Under the Proposed Regulations, if the employer chooses to use this transitional relief, in order to determine if it is an applicable large employer in 2014, it will have to determine if the average number of full-time and full-time equivalent employees for the chosen six consecutive month period in 2013 is 50 or more. For example, an employer could use the period of April through September 2013 to determine whether it is an applicable large employer for the 2014 calendar year.

What Should Employers Do Now?

Now is the time for employers to work with qualified counsel to prepare for the full implementation of ACA. The Proposed Regulations provide additional clarity and certain transitional relief related to the "play-or-pay" penalty that will first be imposed in 2014. Many key strategic decisions face employers of all sizes in 2013.

In the near future, employers should be prepared to calculate whether they will be considered applicable large employers, and if so, which of their employees and dependents must be offered affordable minimum essential coverage that provides minimum value in 2014. As a corollary to this evaluation, employers should consider updating the eligibility provisions within their plan documents and summary plan descriptions to accurately reflect the appropriate eligibility service counting methods.

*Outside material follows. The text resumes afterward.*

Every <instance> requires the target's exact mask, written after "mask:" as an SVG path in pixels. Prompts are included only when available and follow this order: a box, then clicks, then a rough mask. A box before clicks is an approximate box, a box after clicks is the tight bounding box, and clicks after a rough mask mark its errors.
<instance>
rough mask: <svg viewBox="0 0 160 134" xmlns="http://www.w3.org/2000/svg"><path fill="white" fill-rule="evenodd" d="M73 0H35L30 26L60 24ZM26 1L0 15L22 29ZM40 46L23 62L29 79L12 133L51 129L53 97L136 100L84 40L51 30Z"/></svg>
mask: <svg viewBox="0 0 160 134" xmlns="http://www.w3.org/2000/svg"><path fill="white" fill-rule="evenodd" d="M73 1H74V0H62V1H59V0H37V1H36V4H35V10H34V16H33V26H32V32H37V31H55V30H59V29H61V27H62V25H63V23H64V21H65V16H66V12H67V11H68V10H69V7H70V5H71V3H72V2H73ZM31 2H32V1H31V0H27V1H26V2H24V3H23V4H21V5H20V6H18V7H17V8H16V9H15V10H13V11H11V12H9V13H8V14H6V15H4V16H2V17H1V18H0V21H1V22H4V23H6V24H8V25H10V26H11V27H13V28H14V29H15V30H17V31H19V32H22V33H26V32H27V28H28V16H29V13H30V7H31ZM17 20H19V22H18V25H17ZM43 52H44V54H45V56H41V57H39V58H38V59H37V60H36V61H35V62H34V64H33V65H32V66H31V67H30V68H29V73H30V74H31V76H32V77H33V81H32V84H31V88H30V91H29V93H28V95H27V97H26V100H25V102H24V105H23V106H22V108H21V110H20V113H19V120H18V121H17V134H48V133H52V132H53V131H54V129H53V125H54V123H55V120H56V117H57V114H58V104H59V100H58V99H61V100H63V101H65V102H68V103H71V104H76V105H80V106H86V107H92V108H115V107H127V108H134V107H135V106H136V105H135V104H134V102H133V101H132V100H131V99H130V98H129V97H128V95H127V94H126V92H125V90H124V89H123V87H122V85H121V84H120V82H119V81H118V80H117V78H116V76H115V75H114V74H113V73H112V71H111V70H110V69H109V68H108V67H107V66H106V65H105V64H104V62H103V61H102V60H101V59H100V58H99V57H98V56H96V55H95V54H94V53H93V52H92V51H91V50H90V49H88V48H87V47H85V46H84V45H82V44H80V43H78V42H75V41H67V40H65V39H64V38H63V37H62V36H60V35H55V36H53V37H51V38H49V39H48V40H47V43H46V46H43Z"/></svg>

A later Practice Update will discuss portions of the Proposed Regulations that describe the mechanics of the calculation of the penalty beginning in 2014 for applicable large employers (a) that fail to offer coverage at all or fail to offer coverage to at least 95% of its full-time employees and their dependents, (b) that offer coverage, but that fail to offer affordable coverage (i.e., the cost of self-only health plan coverage exceeds 9.5% of the employee's Form W-2 compensation), or (c) that offer coverage, but that fail to offer coverage providing minimum value (i.e., the health plan does not pay at least 60% of the total allowed costs of benefits provided under the plan). That later Practice Update will also address additional transition rules that were included within the Proposed Regulations, including new flexibility afforded to non-calendar year group health plans.

DISCLAIMER: Because of the generality of this update, the information provided herein may not be applicable in all situations and should not be acted upon without specific legal advice based on particular situations.